Tout d'abord, à quoi sert une langue : pour moi, à communiquer avec touTEs les membres d'une même communauté linguistique, que ce soit la boulangère du quartier ou le journaliste, la béninoise ou le québecois. Ces communautés n'ont donc rien à voir avec la population d'il y a un siècle, à fortiori celle qu'a connue Molière. Chacune de son côté, elles ont fait évoluer la langue : on magazine au Québec et on lèche les vitrines en France ! On constate maintenant depuis un siècle, la baisse significative du niveau en orthographe ; à titre de comparaison, les élèves de la classe de troisième en 2005 ont le même niveau que celles et ceux de cinquième vingt ans plus tôt.

     C'est Christophe Benzitoun, spécialiste de la linguistique, qui l'écrit. Il m'a vraiment conforté dans mon analyse en apportant ces arguments qu'il a développé dans un article dans LIBÉRATION du 28 janvier 2022.     
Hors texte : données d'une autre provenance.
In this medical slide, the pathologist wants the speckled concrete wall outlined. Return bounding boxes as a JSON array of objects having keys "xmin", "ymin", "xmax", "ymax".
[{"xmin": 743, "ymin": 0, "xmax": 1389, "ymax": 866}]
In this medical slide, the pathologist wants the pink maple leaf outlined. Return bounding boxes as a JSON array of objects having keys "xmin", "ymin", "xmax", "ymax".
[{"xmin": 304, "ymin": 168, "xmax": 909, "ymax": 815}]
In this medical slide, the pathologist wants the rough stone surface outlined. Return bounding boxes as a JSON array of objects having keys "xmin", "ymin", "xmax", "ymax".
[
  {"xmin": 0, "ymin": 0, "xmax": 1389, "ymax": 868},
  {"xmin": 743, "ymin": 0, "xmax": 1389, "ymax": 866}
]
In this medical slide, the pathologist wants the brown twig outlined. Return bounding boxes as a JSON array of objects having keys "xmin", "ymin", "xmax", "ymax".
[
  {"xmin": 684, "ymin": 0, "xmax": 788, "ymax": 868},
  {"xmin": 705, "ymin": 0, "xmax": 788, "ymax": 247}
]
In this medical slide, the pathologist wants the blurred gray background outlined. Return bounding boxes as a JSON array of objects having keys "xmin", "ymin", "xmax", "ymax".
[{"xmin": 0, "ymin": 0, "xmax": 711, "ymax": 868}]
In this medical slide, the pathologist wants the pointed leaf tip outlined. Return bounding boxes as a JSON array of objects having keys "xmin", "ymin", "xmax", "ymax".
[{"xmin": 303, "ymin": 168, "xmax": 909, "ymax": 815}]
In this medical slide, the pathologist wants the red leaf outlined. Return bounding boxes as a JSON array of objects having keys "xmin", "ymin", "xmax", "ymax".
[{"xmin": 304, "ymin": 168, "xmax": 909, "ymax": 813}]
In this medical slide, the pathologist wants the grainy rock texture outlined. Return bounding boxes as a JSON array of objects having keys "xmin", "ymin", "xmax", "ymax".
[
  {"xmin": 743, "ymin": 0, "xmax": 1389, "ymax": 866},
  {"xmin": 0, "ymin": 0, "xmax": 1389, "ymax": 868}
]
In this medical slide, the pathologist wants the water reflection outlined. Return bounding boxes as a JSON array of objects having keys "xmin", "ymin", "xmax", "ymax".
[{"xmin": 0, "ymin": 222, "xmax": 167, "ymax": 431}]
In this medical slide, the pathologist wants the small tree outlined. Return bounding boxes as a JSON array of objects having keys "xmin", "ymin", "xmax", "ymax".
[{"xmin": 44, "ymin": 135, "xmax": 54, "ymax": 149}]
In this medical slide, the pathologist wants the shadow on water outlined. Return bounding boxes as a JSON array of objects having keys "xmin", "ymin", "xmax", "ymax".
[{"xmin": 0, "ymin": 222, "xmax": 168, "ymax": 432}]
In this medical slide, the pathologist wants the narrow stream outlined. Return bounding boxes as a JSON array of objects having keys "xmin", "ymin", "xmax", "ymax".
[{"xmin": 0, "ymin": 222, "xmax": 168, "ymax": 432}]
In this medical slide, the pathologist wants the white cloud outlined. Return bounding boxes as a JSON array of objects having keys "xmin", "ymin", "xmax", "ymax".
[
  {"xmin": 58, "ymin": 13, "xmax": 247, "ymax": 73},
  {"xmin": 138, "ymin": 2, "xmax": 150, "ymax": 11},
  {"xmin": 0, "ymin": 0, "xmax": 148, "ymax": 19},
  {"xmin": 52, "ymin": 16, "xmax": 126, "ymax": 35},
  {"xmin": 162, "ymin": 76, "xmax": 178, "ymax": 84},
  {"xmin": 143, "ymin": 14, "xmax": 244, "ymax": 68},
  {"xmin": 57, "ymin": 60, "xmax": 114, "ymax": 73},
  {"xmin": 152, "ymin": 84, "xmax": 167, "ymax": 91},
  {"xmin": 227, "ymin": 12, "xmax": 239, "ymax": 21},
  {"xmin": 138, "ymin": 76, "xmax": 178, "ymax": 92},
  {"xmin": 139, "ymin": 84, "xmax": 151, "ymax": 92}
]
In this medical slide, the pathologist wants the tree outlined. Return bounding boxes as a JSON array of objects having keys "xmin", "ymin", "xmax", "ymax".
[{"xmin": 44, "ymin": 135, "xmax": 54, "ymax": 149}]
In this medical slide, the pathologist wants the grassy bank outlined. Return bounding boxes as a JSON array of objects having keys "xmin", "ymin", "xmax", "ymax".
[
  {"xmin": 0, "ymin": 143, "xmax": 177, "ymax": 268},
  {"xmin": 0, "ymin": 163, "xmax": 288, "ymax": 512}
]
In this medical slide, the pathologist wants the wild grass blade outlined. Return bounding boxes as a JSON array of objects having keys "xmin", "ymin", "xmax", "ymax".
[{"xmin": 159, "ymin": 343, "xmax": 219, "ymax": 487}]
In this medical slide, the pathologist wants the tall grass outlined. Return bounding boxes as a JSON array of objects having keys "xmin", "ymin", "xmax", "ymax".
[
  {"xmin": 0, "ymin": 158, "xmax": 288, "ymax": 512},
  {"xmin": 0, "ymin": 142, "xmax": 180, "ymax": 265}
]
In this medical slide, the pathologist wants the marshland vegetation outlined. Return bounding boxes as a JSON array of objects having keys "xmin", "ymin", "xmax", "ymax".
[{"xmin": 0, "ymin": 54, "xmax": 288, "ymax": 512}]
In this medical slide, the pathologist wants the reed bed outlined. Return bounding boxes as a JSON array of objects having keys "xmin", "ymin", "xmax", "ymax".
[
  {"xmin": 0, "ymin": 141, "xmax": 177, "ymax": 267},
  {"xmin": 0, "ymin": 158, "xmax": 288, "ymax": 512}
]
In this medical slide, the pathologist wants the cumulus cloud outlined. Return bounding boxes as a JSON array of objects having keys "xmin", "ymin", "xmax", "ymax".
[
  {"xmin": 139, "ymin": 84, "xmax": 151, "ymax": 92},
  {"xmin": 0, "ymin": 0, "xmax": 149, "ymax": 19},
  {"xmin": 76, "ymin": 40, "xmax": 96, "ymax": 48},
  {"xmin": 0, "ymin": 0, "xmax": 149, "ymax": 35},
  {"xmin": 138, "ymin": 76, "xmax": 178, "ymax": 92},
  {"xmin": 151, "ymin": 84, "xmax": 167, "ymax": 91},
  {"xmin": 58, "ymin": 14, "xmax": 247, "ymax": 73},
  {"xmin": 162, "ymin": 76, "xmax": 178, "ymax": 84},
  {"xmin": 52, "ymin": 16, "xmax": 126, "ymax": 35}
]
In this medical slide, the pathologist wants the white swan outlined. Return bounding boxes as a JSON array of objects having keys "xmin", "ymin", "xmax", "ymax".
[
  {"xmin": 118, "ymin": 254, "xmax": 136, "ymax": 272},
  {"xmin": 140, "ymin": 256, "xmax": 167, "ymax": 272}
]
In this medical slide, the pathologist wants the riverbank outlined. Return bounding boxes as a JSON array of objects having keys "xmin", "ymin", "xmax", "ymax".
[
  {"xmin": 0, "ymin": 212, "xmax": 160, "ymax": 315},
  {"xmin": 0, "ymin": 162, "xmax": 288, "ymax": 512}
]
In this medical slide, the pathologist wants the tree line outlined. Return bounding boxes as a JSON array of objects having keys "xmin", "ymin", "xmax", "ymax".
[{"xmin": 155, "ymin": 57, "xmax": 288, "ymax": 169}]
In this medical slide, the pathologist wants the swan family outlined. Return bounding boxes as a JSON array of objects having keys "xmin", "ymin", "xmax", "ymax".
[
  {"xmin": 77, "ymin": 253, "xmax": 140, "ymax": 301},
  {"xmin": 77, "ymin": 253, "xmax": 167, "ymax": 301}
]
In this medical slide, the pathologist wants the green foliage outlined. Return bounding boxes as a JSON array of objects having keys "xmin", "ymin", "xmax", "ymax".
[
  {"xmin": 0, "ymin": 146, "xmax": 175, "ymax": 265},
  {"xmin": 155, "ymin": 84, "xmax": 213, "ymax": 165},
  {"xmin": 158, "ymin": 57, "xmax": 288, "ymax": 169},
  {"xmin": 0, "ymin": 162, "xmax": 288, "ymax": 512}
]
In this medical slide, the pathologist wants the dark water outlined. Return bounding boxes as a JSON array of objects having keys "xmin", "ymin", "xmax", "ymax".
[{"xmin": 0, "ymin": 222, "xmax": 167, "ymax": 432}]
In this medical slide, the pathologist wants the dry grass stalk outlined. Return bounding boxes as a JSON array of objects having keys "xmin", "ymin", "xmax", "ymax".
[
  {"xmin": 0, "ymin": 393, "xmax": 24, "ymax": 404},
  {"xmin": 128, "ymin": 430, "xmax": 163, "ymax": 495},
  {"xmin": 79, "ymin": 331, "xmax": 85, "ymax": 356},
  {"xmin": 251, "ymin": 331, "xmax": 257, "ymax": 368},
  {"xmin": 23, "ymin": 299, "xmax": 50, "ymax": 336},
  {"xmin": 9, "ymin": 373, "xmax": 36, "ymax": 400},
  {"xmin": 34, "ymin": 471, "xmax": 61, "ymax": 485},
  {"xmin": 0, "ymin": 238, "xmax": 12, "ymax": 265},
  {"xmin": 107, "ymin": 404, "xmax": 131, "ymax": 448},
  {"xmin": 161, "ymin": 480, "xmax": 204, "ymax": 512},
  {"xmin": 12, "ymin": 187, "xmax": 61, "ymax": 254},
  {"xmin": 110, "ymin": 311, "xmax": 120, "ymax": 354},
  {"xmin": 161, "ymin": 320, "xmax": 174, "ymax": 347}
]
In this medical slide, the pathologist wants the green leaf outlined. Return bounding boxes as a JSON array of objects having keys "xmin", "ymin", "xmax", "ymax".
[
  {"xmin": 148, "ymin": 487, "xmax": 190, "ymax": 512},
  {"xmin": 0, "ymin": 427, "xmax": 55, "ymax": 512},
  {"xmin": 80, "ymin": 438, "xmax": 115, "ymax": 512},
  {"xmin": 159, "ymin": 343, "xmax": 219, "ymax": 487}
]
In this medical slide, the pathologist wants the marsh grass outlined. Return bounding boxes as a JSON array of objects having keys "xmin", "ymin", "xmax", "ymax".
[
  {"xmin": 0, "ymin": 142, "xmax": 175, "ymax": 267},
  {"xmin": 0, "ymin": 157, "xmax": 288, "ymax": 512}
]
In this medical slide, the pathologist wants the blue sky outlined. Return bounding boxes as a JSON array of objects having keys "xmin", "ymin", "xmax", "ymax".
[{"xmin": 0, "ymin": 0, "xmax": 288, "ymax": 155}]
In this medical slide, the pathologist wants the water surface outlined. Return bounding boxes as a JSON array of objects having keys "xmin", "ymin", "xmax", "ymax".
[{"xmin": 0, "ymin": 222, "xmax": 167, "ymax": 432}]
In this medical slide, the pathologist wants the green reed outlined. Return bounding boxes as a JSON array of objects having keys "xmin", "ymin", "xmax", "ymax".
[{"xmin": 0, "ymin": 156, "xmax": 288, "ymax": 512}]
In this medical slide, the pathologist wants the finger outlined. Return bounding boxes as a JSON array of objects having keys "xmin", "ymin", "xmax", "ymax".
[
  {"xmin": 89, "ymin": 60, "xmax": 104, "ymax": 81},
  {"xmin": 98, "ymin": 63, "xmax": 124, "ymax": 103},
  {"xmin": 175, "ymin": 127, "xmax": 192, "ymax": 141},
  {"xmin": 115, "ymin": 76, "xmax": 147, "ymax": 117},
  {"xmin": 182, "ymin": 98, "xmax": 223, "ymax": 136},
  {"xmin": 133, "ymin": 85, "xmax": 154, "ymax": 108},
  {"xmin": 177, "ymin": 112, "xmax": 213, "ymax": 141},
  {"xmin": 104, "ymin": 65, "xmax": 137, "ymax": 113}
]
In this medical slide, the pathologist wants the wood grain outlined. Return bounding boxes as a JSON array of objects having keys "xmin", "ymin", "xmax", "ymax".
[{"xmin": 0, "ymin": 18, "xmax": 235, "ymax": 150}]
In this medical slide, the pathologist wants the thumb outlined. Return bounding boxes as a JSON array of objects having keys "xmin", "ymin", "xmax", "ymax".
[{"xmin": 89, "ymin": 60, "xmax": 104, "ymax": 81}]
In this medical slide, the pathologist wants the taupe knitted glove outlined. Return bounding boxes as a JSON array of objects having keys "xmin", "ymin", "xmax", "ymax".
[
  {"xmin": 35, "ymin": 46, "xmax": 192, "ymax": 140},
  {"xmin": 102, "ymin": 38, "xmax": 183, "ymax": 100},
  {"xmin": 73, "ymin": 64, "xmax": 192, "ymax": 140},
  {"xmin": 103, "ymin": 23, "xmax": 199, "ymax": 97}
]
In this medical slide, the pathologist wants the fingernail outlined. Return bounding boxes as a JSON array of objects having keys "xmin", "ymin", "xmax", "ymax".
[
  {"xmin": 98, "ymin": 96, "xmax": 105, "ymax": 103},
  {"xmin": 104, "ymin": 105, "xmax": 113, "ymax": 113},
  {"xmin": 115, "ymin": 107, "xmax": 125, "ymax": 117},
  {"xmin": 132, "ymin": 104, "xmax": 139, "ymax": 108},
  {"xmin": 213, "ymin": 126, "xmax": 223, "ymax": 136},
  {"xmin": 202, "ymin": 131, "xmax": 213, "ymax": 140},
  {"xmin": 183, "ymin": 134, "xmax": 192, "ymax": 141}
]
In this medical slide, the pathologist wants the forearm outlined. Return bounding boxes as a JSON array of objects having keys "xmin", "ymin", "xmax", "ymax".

    Il dit par exemple : "Aucune recherche n'a jamais démontré l'existence d'une époque où une majorité de Français en faisait un usage virtuose, ce qui n'est guère étonnant eu égard à son extrême difficulté" Il ajoute : "Ainsi même si l'on peut déplorer une baisse de niveau en orthographe avérée en un siècle d'école, jamais autant de Français n'ont appris à lire et à écrire qu'à l'époque contemporaine. Dit autrement, les meilleurs en orthographe étaient plus performants il y a un siècle mais plus d'élèves savent aujourd'hui écrire », ce qui est extrêmement important ! 

    N'oubliez que depuis de nombreuses années, l'objectif de l'Education Nationale est d'amener une classe d'âge au niveau baccalauréat et nous sommes à presque 80 % d'élèves qui passent cet examen en 2022 ! Les résultats observés en 2015 montrent que la baisse continue. Cela n'est guère une surprise. Il explique que notre langue est l'une des plus difficiles au monde et qu'il est à peu près impossible de l'apprendre dans le seul temps scolaire, ce qui est source d'inégalités. Dès 1965, la commission Beslais rendait un rapport sur l'intérêt de simplifier l'orthographe pour endiguer une dégradation rapide du niveau. Rien ne s'est vraiment passé et il y a urgence. 

« Or on sait l'importance que revêt la maîtrise de l'orthographe pour l'insertion professionnelle. » Il considère même qu'il faut en faire une priorité nationale, c'est dire ! Il propose : "Dans cette perspective, il suffit de définir un degré de tolérance acceptable et un rapport moins fétiche à l'orthographe. Cela transformerait durablement notre représentation de la langue. L'orthographe occuperait une place moins centrale et aurait moins de poids sur la destinée des élèves. On pourrait aussi observer quels sont les usages qui se manifestent et faire évoluer en conséquence les ouvrages de référence listant les différentes variantes qui auparavant étaient des fautes. »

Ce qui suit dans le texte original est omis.